Submitted to: Journal of Food Protection
Publication Type: Peer Reviewed Journal
Publication Acceptance Date: 6/30/1997
Publication Date: N/A
Citation: N/A

Interpretive Summary: Quality assurance programs for reducing egg-associated transmission of Salmonella enteritidis (SE) to humans often rely on culturing pools of egg contents to detect infected laying flocks. After egg contents are pooled together for sampling, they are often incubated to allow small numbers of SE cells to multiply to easily detectable levels. The direct plating method for culturing eggs relies on this incubation step to increase SE levels so that a sample of each pool can be transferred directly to agar culture media for detection of SE (without any additional enrichment steps). Direct plating is simple and rapid, but may not detect very small numbers of SE. The present study evaluated the effectiveness of adding highly concentrated broth enrichment media to incubating egg pools for promoting SE growth and thereby supporting detection by direct plating. Adding tryptone soya broth, at concentrations of 5 times normal strength or more, led to a significant improvement in the recovery of SE cells added experimentally to egg pools in very small numbers.
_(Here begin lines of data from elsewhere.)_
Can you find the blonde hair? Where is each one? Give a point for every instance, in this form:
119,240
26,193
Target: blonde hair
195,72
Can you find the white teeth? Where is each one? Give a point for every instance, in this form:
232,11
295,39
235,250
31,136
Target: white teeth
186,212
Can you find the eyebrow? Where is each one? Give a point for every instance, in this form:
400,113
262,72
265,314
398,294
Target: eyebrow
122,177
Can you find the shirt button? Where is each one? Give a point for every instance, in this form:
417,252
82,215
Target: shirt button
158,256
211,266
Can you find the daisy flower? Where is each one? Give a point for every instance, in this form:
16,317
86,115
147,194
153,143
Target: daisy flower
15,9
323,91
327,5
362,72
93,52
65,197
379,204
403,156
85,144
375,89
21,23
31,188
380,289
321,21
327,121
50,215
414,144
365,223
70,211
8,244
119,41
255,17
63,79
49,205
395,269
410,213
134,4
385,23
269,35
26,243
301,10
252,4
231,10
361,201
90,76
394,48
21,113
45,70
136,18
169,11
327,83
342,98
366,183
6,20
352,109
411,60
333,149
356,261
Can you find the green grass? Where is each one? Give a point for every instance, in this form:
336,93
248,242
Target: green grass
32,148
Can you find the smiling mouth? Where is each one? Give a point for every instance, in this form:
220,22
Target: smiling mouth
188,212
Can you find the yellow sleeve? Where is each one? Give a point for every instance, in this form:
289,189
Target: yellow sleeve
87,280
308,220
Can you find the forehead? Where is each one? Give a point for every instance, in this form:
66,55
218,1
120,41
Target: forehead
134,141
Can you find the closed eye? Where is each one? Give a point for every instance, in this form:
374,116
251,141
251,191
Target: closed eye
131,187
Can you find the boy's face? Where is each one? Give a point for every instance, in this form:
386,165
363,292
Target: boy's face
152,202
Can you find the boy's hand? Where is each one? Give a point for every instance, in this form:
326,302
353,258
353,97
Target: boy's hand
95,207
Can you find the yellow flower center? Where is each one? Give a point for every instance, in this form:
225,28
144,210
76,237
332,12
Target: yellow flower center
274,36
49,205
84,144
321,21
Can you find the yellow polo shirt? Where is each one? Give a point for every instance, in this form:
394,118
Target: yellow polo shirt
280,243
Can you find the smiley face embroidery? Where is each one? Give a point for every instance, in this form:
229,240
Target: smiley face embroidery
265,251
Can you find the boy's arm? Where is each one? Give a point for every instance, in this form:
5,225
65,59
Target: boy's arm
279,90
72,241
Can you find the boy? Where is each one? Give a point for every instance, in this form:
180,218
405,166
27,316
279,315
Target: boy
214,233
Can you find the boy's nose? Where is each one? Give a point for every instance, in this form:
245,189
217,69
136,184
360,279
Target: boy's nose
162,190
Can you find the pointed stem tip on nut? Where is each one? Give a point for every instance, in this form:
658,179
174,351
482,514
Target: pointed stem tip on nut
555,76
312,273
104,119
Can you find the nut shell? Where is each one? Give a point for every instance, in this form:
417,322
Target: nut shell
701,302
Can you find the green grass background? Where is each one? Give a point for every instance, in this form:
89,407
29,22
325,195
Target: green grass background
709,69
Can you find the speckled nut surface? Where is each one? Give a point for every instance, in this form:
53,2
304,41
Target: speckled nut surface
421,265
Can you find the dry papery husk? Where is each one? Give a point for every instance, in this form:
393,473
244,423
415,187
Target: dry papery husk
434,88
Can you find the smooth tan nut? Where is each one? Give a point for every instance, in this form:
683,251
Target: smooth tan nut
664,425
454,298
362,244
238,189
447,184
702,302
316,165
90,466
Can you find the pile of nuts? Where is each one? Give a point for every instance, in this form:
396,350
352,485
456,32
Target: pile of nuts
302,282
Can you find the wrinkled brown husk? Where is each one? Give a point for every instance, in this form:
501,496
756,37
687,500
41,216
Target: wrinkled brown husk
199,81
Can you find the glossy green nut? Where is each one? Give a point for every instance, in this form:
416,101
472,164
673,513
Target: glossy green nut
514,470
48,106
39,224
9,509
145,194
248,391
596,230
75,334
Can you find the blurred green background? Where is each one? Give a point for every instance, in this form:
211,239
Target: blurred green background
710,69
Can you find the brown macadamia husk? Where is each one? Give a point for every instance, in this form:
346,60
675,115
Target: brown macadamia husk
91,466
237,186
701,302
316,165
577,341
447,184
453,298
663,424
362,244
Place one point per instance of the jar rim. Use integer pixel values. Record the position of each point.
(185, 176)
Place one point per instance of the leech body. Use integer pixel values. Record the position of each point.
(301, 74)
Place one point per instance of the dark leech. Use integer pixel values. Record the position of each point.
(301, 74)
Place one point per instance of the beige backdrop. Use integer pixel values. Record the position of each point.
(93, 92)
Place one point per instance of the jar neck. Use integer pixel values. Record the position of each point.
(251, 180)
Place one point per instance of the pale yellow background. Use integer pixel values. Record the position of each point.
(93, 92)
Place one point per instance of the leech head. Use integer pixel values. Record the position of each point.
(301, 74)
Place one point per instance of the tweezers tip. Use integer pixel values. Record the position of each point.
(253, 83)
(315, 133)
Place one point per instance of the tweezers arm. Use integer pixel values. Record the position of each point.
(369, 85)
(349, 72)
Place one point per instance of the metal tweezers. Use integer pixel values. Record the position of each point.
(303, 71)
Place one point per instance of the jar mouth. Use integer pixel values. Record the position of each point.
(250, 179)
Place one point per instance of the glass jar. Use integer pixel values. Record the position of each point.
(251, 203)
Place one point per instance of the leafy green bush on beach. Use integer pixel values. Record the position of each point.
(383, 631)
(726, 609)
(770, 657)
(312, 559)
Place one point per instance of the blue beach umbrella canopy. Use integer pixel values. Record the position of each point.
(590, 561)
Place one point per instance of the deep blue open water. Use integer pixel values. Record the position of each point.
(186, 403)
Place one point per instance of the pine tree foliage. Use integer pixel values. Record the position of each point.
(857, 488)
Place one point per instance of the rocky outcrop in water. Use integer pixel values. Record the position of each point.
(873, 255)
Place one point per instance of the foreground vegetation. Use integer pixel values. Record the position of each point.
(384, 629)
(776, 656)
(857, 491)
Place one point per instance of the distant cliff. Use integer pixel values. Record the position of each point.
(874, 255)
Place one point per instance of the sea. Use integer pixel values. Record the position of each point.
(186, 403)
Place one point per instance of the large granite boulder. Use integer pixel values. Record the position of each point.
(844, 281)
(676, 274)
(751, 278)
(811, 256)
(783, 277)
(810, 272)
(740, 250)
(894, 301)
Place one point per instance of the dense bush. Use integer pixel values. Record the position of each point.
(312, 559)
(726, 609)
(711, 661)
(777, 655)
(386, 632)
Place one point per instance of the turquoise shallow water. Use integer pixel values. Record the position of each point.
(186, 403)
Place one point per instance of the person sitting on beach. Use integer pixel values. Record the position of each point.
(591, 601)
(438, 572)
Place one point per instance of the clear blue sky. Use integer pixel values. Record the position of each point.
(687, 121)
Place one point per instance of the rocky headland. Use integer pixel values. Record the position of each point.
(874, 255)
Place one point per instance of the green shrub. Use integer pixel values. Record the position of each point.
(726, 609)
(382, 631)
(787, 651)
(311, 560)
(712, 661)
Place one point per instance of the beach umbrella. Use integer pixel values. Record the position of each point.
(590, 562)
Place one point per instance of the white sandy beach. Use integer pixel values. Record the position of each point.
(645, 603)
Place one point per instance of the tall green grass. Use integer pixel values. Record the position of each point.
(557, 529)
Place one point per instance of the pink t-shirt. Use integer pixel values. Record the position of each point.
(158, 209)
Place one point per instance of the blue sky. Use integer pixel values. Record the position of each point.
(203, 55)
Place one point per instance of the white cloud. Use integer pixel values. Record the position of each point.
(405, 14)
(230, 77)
This method thus enables detection of contaminating SE cells in eggs to be accomplished rapidly and effectively.

Technical Abstract: Culturing egg contents to detect Salmonella enteritidis (SE) is an important tool for identifying infected laying flocks in programs for reducing the transmission of SE to humans by contaminated eggs. A relatively rapid and inexpensive (but comparatively insensitive) culturing protocol allows pools of eggs to incubate to promote the expansion of low contaminant levels, followed by direct plating on selective agar to detec SE. The present study evaluated the efficacy of supplementing incubating egg pools with highly concentrated selective and non-selective enrichment broth media for rapidly and efficiently recovering SE. When pools of liquid whole egg were contaminated with fewer than 10 SE cells each, both iron and concentrated media supplementation improved SE recovery. Supplementation with concentrated tryptone soya broth resulted in significantly better SE recovery than iron supplementation. Highly efficient presumptive detection of very low incidences and levels of SE contamination by direct plating was accomplished in a total of 48 hours by adding 5X tryptone soya broth to incubating egg pools.